Created 3.5.2024
Updated 3.5.2024

An artificial intelligence model developed by LUT University's researchers helps pinpoint the most useful locations for rescue and emergency medical care units in South Karelia. The modelling tool is the first of its kind for rescue services in Finland.

A model of the local rescue department's response times has been created by combining different types of data, such as actual response times of rescue departments, map data, and data from public registers, and by utilising machine learning.

“It will help us determine the critical locations where older adults living at home most need support,” says Mika Immonen, associate professor at LUT Business School.

AI-based modelling enables the flexible utilisation of different data resources and proactive testing of service network efficiency. It helps test how many minutes it takes for rescue services from a given location to arrive at their destination and thus optimise the locations of rescue departments.

“The AI model is taught to calculate response times using data on building locations, routes, and the built environment,” Immonen explains.


Risks of living at home: the big picture

LUT's researchers analysed the available data and identified high-risk groups for rescue services.
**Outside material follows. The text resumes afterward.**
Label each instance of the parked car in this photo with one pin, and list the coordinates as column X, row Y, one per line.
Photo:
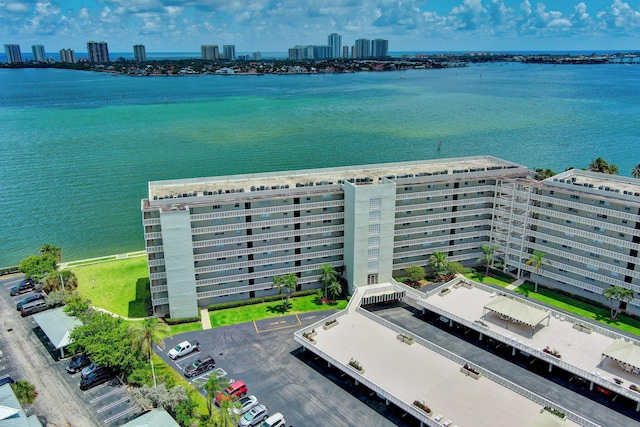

Groups at risk include especially older adults living at home who may fall down or suffer from memory disorders. For them, changes in daily routines may be indicators of a negative safety and well-being trend that is a precursor to future accidents.

“Data helps establish what events have led to accidents at home and who are at risk. The information is valuable in accident prevention and rescue specialist training,” says Jouni Koivuniemi, associate professor at LUT.

The population of South Karelia is ageing dramatically. The region is vast and sparsely populated, and distances are long. This poses an unprecedented challenge for the rescue department.

“Elderly care services have previously been provided mainly in care facilities, but today, services are increasingly brought to people’s homes. This shift requires the ability to assess and anticipate safety issues in individual homes scattered around the region,” says Heidi Huuskonen, project manager at the Rescue Department of South Karelia.

For rescue services, the only realistic way to respond to the change is to increase information exchange and collaboration between the social services and health care sector and other actors in the network, such as organizations.

Data helps establish what events have led to accidents at home and who are at risk. The information is valuable in accident prevention and rescue specialist training.
Jouni Koivuniemi
associate professor

Growing importance of smart technologies

Smart technologies at home and in hospitals are a growing industry. The building technology company Caverion was enlisted to consult for the project in technological matters, including fall detection through camera analysis or smart locks that alert health care services when people leave their home at night.

“In the future, people will increasingly receive in-home services, and care will take place at home. The aim is to achieve assisted living through technological solutions that support information transfer between the home and the social services and health care provider,” assesses Kaisa Korkala, head of marketing and communications at Caverion.

The safety and risks of living at home were examined in the KAT3 project. It aimed to establish an overall picture of significant risks related to living at home and incorporate the information into the development of a collaborative network model.

The project was carried out by LUT, the Rescue Department of South Karelia, the South Karelia hospital district Eksote, and the Emergency Services Academy Finland. The primary sponsor of the project was the Fire Protection Fund.